6 Things That You Should Never Do On Facebook

6 Things That You Should Never Do On Facebook

by Gary Oldwood on 11 July 2016 · 1510 views

2 full 6 Things That You Should Never Do On Facebook

Protection of your personal information is valuable, however, it is a very rare thing nowadays, since our routine is defined by posts, likes and shares. It is precisely this kind of privacy protection we must protect, even though we often operate naively, paying the appropriate price later, since there are countless cases in which a post or an item published in a user’s Facebook wall led to burglaries and harassment.

With cybercrime taking colossal proportions, and personal posts having priority over news posts after a change in the social network’s algorithm, we present you everything that you should never share with online friends (and if you have, then it’s never too late to delete them!).

1. Places you hang out, home and work address- even by mistake.

Yes, it may sound silly that someone will publicly share his address, but even when you use the geotagging feature (the feature that includes our current location when making a post), you should be aware that potential stalkers and robbers know where you hang out and when. This becomes more dangerous if you check-in to the same location often.

Also, be sure to have control in your friends’ social activities as well. If someone has visited your place and wishes to check-in to your apartment, he is required to ask first.

2. Childrens’ photos

You should pay attention when you want to post childrens’ photos. In case of other people’s kids, make sure to get permission from their parents first. In case they are your own children, make sure that you are not giving out a lot of info regarding places they hang out, schools or extracurricular activities.

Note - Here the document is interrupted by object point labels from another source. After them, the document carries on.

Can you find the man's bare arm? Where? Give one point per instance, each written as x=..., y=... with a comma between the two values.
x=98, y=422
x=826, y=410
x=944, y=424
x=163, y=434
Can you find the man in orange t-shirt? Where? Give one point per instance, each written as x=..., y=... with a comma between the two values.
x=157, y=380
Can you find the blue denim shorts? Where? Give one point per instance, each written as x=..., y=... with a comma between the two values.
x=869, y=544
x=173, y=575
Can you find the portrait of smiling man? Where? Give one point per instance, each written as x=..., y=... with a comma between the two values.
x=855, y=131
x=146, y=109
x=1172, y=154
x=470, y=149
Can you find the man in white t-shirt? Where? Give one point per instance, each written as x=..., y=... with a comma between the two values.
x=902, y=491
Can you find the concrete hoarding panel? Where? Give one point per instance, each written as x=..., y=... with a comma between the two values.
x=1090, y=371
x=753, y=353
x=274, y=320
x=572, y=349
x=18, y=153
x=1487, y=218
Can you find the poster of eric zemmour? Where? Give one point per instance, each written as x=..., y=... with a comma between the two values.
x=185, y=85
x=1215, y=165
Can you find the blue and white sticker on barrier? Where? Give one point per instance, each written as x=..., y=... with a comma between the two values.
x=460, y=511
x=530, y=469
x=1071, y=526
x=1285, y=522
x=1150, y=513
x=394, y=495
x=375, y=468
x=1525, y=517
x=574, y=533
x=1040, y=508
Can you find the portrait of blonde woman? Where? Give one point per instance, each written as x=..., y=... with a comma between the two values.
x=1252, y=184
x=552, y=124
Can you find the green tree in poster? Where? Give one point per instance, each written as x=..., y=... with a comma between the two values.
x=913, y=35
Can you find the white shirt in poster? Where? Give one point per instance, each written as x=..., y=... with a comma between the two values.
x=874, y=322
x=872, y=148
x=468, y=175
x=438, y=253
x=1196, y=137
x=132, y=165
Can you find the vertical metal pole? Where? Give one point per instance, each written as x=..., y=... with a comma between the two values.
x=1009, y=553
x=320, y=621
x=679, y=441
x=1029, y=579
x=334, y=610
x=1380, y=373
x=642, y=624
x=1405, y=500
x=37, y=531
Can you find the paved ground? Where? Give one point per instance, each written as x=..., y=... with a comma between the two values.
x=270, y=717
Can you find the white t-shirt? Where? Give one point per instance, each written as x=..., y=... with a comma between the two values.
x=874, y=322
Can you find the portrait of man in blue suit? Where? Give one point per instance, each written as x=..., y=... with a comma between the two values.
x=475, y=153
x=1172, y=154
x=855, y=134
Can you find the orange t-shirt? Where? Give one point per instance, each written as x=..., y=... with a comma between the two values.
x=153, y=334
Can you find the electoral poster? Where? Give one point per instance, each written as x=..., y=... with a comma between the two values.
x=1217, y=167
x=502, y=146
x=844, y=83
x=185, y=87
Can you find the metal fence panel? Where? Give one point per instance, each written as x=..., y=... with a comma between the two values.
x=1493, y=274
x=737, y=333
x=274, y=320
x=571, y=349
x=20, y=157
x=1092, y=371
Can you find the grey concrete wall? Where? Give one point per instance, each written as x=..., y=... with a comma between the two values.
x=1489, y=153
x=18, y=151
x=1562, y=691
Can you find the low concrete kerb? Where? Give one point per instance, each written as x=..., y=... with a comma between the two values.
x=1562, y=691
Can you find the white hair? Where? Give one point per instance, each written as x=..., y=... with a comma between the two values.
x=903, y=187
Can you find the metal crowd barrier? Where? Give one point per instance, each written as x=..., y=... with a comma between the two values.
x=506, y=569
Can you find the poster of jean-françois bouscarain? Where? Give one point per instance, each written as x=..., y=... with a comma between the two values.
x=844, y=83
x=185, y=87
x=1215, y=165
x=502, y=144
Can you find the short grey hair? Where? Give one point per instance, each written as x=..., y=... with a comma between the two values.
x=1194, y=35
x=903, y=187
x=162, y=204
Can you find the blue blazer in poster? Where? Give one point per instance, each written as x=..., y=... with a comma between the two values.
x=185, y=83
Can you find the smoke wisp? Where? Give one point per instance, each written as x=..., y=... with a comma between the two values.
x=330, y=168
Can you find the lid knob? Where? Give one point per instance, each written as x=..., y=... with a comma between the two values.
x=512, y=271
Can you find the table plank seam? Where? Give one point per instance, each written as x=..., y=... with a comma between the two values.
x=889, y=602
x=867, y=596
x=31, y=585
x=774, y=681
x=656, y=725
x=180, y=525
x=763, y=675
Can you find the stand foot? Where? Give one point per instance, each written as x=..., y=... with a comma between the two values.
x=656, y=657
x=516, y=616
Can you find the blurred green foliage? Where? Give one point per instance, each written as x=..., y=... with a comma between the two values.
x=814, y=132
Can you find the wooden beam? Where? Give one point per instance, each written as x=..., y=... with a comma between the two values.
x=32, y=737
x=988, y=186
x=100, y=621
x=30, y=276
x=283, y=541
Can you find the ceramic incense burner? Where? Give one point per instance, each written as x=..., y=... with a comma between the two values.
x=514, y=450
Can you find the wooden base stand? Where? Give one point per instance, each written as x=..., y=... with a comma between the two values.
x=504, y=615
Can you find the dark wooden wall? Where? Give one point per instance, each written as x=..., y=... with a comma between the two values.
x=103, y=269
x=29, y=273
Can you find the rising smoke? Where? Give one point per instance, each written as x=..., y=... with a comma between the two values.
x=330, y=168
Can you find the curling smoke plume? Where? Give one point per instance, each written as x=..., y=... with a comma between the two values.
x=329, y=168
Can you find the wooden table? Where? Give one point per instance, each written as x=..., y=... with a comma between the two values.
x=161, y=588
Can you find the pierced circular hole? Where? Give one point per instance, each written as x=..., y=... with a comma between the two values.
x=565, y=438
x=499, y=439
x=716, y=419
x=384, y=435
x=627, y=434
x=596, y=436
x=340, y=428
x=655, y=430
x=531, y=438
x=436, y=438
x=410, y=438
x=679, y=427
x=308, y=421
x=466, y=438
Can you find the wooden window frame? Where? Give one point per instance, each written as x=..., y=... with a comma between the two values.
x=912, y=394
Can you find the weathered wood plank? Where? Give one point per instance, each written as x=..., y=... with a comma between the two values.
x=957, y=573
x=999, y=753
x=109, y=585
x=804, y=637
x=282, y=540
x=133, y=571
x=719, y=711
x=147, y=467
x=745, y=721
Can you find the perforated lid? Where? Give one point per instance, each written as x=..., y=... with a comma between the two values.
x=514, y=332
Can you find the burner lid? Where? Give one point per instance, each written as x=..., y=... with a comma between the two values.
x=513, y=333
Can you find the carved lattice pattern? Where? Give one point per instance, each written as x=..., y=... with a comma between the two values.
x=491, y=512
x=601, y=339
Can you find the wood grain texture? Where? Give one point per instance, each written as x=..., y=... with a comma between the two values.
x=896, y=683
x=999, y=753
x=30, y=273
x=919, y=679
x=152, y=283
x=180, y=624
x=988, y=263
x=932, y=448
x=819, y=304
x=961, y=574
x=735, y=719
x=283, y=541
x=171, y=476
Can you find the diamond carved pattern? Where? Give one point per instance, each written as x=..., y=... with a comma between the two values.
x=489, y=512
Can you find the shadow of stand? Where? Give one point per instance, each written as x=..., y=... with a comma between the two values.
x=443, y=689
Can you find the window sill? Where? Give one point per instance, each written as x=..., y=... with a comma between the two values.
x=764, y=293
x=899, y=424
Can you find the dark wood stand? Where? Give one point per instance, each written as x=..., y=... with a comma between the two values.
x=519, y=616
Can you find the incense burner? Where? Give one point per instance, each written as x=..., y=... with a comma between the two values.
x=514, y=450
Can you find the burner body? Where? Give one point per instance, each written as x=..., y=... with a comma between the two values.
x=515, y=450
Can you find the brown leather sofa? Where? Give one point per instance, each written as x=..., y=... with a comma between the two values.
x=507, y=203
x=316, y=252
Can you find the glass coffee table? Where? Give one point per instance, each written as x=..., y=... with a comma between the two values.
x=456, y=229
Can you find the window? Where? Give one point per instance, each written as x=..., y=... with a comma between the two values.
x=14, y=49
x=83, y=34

With several cases of disappearances of small girls or boys from their homes, most of which usually begin in social media, parents should monitor their children’s social activities and everything that they share about them.

3. Vacations

Friends will be happy for your absence, because they know that it is a relaxing getaway. But aspiring burglars will be even happier, because they know that they can act undisturbed in your places. If you just have to let your friends know about your vacations in Facebook, then you can make as many detailed posts as you want for them in a selected circle of friends that you can create from the Settings.

4. Personal, especially suggestive, photos

Yes, you are restricted by the terms of social networks themselves not to share your nude photos. But you can always send them via Snapchat or a direct message or any other way you can think of- but don’t think you are safe in any case. This way, you always give the opportunity for a hacker to expose your naked self in the eyes of many people (whom you might or might not know). Do not trust your wildest shots to anyone.

5. Credit card or other financial information

Yes, it is just plain stupid to do that, but there are users who have posted photos of their credit card in social networks. Needless to say, this is something that is expressly prohibited but those who are aware of cybercrime claim that the slightest detail, the name of your bank, your mother’s name, VAT number, date and place of your birth, are sufficient to lead aspiring hackers to do whatever they wish.

6. Comments and public confrontations about hot topics

If you haven’t configured your Privacy Settings, then chances are that anything you post can reach the News Feed of the people that it shouldn’t. In a study carried out by Career Builder, it was found that 4 in 10 employers use social media to monitor activities of their employees. In a 2014 survey by the survey company Gartner, it was reported that already 60% of companies are “following” their employees in their social networks. Creating a Restricted List is essential.

An honest, friendly advice

According to studies, 63% of the applications we have installed in our smartphones and tablets, as well as many of Facebook's own app, want you (during their installation) to grant them permission to post instead of you. Do not allow that- on the contrary, visit the apps’ settings and disable automatic posting.

If the application has no such option or simply insists on its own, autonomous activity, delete it- it’s for your own great good.